Certas provided a Bill of Costs in the total amount of $5,011.34, for fees and HST.
I do not believe that this matter warrants a line by line examination of the Insurer’s expenses. The general approach with respect to fees is to take a pragmatic, broad-strokes approach, with a view to fixing an amount that is reasonable. In regard to “reasonable”, I note the following.
In Reid and ING Insurance Company of Canada,2 Arbitrator Killoran held with respect to arbitration legal expenses that:
The relationship between insurer and insured is a contractual one. The insured is entitled to access the dispute resolution process at FSCO as a result of that contract. The Insurance Act and its regulations must be interpreted in such a way as to uphold the protective and remedial nature of the legislation of which it flows.
In Halim and Security National Insurance Co./Monnex Insurance Mgmt. Inc., Director’s Delegate, Lawrence Blackman held:3
I find that these expense criteria do not exist in a vacuum, segregated from the overall legislative intent. Rather, the criteria are defined by and help define the broader, overarching legislative intentions, including consumer protection, as set out by the Supreme Court of Canada in Smith v. Co-Operators General Insurance Co., 2002 SCC 30, [2002] 2 S.C.R. 129, which encompasses a fair and reasonable measure of access to justice.
I also note, however, in this circumstance, that Mr. Williams’ failure to participate in any part of the Pre-Hearing process has caused delay and unnecessary expense to the Insurer.

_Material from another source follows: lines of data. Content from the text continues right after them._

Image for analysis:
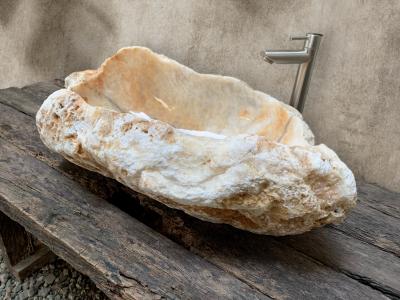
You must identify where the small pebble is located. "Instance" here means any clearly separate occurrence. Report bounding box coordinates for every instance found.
[0,253,108,300]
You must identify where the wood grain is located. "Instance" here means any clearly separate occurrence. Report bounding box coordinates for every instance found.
[0,139,269,299]
[0,84,400,299]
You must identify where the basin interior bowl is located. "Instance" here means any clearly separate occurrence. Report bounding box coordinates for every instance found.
[72,47,310,144]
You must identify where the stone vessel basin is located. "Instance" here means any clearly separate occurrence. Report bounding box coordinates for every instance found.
[36,47,356,235]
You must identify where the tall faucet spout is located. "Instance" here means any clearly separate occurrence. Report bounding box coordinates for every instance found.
[261,33,322,112]
[261,49,311,64]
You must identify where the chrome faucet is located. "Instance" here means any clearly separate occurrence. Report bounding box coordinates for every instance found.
[261,33,322,112]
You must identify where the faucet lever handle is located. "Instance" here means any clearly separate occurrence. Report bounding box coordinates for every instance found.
[290,35,308,41]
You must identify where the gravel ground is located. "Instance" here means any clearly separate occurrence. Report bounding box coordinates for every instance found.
[0,253,108,300]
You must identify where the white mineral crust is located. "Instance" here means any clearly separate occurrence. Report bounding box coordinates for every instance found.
[36,47,356,235]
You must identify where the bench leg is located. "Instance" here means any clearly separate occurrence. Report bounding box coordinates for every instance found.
[0,211,55,280]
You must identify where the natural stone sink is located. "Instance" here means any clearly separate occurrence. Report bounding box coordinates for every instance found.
[36,47,356,235]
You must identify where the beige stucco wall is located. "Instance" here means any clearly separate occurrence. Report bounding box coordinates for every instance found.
[0,0,400,191]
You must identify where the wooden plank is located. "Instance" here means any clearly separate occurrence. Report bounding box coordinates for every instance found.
[0,85,392,298]
[279,228,400,297]
[0,139,269,299]
[357,181,400,219]
[0,211,55,280]
[332,203,400,258]
[0,87,400,256]
[11,245,56,280]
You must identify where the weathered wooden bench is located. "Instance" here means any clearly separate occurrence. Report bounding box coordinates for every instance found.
[0,80,400,299]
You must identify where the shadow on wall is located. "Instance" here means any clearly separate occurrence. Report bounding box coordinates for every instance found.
[25,0,114,75]
[0,0,114,79]
[0,0,20,27]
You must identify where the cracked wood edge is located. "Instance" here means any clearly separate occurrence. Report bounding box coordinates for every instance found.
[0,139,269,299]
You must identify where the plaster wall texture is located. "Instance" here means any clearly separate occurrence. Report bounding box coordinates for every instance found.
[0,0,400,191]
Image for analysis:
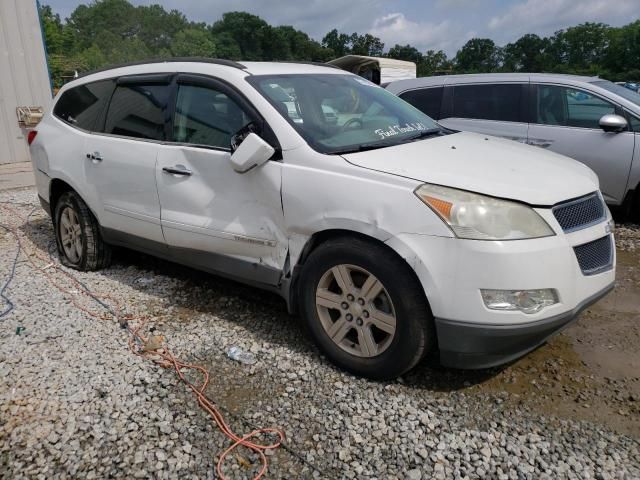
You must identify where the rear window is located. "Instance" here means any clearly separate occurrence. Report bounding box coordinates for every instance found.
[53,80,113,131]
[104,83,169,141]
[452,84,522,122]
[400,87,444,120]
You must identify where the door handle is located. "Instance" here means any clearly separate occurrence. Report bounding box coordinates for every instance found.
[527,139,553,148]
[162,165,193,176]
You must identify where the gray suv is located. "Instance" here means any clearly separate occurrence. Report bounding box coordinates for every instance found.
[386,73,640,216]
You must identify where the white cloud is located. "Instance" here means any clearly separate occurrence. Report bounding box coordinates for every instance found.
[369,12,460,52]
[488,0,640,41]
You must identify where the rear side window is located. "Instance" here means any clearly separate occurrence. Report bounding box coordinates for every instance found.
[104,83,169,141]
[451,84,523,122]
[400,87,444,120]
[173,85,251,149]
[53,80,113,131]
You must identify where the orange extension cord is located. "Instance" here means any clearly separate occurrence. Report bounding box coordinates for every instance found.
[0,204,285,480]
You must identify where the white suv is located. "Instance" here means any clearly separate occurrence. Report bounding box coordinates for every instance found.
[29,60,615,379]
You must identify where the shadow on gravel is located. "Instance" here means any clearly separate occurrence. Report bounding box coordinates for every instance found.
[22,217,508,392]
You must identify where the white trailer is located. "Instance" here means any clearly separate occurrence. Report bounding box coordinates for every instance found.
[0,0,51,164]
[327,55,416,85]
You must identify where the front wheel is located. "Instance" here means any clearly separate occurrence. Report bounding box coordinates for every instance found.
[299,238,435,380]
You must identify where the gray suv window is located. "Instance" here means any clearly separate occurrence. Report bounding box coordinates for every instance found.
[533,85,616,129]
[53,80,113,131]
[451,84,523,122]
[400,87,444,120]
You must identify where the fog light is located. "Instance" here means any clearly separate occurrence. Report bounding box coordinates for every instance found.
[480,288,558,313]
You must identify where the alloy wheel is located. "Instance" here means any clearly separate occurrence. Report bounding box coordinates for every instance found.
[59,207,84,263]
[316,264,396,358]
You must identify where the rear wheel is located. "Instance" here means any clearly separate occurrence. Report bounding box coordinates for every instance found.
[299,238,435,379]
[54,191,111,271]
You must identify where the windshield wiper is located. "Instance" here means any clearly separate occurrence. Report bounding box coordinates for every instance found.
[328,142,398,155]
[329,128,447,155]
[402,128,444,142]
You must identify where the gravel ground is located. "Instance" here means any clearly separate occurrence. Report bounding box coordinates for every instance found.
[0,190,640,480]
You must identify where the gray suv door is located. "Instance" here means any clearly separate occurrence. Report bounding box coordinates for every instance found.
[528,83,634,205]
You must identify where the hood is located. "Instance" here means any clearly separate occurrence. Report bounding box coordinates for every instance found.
[343,132,598,206]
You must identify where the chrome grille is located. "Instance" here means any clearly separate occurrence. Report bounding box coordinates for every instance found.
[573,235,613,275]
[552,192,607,233]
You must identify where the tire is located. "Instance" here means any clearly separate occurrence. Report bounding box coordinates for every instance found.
[298,237,436,380]
[53,191,111,271]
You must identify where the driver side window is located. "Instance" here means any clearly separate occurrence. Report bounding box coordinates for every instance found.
[173,84,251,149]
[535,85,616,129]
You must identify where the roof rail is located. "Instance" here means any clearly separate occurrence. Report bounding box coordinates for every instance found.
[78,57,247,78]
[270,60,342,70]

I therefore fix the Insurer’s reasonable expenses at $1,750.00, including disbursements and all applicable taxes. I find this amount to be reasonable given the time required to review the file, obtain instructions, prepare and file a response, prepare for and attend the Pre-Hearing discussions and prepare for and attend the Hearing.

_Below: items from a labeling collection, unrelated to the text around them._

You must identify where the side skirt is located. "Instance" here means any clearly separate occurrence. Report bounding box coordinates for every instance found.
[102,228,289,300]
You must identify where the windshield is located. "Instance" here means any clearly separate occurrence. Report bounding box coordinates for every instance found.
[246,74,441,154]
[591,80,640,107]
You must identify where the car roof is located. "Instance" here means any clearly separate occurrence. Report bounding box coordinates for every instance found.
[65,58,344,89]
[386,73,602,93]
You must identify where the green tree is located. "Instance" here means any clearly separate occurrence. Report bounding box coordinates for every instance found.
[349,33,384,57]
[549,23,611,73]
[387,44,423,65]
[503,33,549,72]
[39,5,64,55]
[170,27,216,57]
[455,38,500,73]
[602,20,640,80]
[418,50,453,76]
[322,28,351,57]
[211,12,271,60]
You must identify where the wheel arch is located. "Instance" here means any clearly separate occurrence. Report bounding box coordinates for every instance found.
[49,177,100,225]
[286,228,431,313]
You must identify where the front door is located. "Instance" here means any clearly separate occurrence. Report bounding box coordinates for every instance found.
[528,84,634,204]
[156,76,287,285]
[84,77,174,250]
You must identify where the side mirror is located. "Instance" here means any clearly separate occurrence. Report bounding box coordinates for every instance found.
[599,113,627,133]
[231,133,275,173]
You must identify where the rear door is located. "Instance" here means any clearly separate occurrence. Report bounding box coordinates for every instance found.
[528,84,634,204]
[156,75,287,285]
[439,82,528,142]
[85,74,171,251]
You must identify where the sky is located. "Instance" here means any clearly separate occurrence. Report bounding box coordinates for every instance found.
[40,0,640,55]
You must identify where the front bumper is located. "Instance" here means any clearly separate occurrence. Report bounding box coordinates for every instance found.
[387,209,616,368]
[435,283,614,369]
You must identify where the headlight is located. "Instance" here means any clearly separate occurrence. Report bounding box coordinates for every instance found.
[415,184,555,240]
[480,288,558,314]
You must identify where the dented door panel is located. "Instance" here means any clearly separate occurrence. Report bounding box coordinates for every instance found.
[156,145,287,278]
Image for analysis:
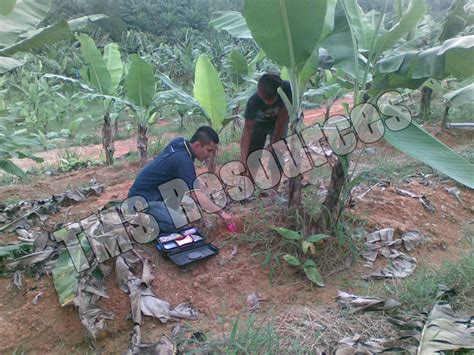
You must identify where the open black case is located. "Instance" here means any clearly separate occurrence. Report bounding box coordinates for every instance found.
[156,227,219,266]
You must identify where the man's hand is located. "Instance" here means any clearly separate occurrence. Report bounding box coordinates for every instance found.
[217,211,236,232]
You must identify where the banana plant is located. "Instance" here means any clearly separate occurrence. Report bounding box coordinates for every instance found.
[44,34,123,165]
[124,54,156,165]
[0,0,105,178]
[0,0,107,74]
[158,55,232,172]
[243,0,336,207]
[424,77,474,128]
[273,227,330,287]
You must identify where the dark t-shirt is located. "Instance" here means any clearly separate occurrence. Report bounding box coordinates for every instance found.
[244,81,291,126]
[128,137,196,202]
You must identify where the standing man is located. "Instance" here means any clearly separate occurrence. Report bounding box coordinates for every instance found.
[240,74,291,193]
[128,126,232,232]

Accordingly, and pursuant to subsection 282(11) of the Insurance Act, R.S.O. 1990, c.1.8, as amended, Mr. Williams is ordered to pay Certas’ expenses in the amount of $1,750.00 (inclusive of all costs, disbursements and taxes).
November 30, 2015
Anne Morris Arbitrator
Financial Services Commission of Ontario
Neutral Citation: 2015 ONFSCDRS 257 FSCO A13-011871
BETWEEN:
CHRISTOPHER WILLIAMS Applicant
and
CERTAS DIRECT INSURANCE COMPANY Insurer
ARBITRATION ORDER
Under section 282 of the Insurance Act, R.S.O. 1990, c.I.8, as amended, it is ordered that:
- The law firm of Benjamin Law is permitted to withdraw as representatives for Mr. Williams.
- Mr. Williams’ claims against Certas in this Arbitration are dismissed.
- Mr. Williams is ordered to pay Certas’ expenses in the amount of $1,750.00 (inclusive of all costs, disbursements and taxes).
November 30, 2015
Anne Morris Arbitrator
Footnotes
- The Statutory Accident Benefits Schedule - Effective September 1, 2010, Ontario Regulation 34/10, as amended.
- Reid and ING Insurance Company of Canada (FSCO A05-002870, May 22, 2008), Arbitrator Killoran.
- Halim and Security National Insurance Co./Monnex Insurance Mgmt. Inc. (FSCO P07-000035, November 21, 2008).